Where necessary, Nextgen AML may disclose your personal information to third parties, including:

  • the following categories of intermediary service providers involved in the use of the DVS who may receive your identification information to make or receive an information match request:
    • outsourced service providers that connect us to the DVS Hub;
    • identity service providers;
    • customer service providers such as call center operators that respond to customer enquiries and escalate technical support requests; 
  • law enforcement agencies in certain circumstances.

The Attorney-General’s Department’s verification assistance service

There may be circumstances in which we will require assistance to verify your identity. If we request assistance from the Attorney-General’s Department to verify your identity through the DVS, the Attorney-General’s Department will collect your personal information for the purposes of verifying your identity document(s) through the DVS.

The Attorney-General’s Department may also disclose your personal information to the relevant document issuer to assist them with verifying your identity documents. This collection is authorised under APP 5.2(c) and section 27 of the IVS Act which permits the collection of your personal information from someone other than yourself when it is authorised under an Australian law.

The Attorney-General’s Department will handle your personal information in accordance with their obligations under the Privacy Act.

Where the identity document(s) you need to be verified include information regarding other individuals (such as a Medicare card covering multiple individuals), it will be assumed that you have advised those individuals and obtained their consent to the disclosure.

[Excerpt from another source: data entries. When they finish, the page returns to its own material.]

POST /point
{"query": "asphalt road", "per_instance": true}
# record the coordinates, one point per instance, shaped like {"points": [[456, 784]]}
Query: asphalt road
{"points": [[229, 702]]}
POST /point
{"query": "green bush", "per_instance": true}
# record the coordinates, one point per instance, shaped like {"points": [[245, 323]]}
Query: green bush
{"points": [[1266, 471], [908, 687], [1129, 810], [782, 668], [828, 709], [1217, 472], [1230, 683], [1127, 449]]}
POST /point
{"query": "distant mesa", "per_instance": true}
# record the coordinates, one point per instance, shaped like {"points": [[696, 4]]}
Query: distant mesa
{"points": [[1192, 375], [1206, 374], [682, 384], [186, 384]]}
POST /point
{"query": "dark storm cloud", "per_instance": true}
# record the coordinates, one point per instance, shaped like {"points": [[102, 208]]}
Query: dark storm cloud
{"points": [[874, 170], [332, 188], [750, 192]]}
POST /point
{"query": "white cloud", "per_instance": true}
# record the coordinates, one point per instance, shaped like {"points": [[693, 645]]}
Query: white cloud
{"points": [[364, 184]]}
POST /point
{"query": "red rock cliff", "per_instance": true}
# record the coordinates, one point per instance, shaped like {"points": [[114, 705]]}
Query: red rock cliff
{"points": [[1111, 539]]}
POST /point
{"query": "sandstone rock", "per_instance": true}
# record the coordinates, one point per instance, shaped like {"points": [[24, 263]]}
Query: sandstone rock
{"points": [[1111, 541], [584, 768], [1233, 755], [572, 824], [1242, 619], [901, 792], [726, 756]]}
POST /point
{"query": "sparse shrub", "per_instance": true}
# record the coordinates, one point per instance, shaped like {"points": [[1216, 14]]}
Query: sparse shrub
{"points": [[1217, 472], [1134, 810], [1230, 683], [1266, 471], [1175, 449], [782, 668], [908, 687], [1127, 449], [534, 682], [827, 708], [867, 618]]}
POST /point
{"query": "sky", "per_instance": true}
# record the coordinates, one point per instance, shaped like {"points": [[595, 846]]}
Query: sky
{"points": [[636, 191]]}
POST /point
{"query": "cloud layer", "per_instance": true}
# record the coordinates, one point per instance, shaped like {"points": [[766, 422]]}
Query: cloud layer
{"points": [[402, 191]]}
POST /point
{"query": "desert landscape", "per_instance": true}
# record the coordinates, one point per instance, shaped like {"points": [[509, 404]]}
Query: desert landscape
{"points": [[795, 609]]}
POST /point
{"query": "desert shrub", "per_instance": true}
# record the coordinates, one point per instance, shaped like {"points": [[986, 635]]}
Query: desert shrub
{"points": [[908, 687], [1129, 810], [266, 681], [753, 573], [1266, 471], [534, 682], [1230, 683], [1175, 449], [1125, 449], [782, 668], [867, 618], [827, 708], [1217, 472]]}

This information will only be used for the purposes of verifying your identity document(s) through the DVS. Any personal information of other individuals will otherwise be managed in the same way as your personal information.

There may be overseas disclosure of your personal information to recipients located in New Zealand where New Zealand government agencies or private organisations request for verification assistance of your identity document(s).

If you don’t provide your personal information to the Attorney-General’s Department, the Department will be unable to verify your identity document(s).

More information about the verification assistance service is set out in the Attorney-General’s Department’s Identity Verification Services Privacy Statement.